During CNN’s forum on school shootings this week, Sen. Marco Rubio (R-Fla.) faced an outraged parent, whose daughter was shot, and who couldn’t understand the Republican senator’s opposition to an assault-weapons ban.
Rubio responded that the original assault-weapons ban “failed” after its passage in 1994. But is that true? The Washington Post had a good piece on this yesterday, taking a closer look at the data, and concluding that the since-expired law “had a significant impact.”
The 1994 law included a ban on 18 specific models of assault weapons, as well as a ban on any firearms containing certain military-style features, like a bayonet mount, a flash suppressor or a folding stock. It also banned high-capacity magazines capable of holding more than 10 bullets. The bill allowed individuals already in possession of such weapons to keep them. It was also set to expire after 10 years’ time.

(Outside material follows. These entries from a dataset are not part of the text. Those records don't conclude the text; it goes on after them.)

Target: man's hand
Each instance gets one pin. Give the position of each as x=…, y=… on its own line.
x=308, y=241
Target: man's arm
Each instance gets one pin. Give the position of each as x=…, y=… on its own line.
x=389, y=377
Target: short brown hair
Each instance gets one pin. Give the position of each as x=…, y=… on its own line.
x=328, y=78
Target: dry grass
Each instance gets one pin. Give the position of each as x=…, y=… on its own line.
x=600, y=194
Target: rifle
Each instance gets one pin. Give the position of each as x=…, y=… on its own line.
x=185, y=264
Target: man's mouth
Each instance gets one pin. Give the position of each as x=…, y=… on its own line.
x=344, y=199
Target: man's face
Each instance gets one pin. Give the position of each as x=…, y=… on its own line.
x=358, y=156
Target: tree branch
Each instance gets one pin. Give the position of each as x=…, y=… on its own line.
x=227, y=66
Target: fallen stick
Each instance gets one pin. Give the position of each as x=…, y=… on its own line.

“The original intent of the assault weapons ban was to reduce the carnage of mass shootings,” [Louis Klarevas, a researcher at the University of Massachusetts at Boston who wrote a 2016 book on mass shooting violence] said. “And on that front the data indicate that it worked.”
Klarevas has compiled data on gun massacres involving six or more fatalities for the 50 years before 2016. His numbers show that gun massacres fell significantly during the time the assault weapons ban was in place, and skyrocketed after the ban lapsed in 2004.
In the American tradition, the country has repeatedly responded to brutal gun violence by imposing new restrictions — each of which was permissible under the Second Amendment. One of the reasons fully automatic weapons aren’t generally available to the public, for example, was the response to the St. Valentine’s Day Massacre in 1929.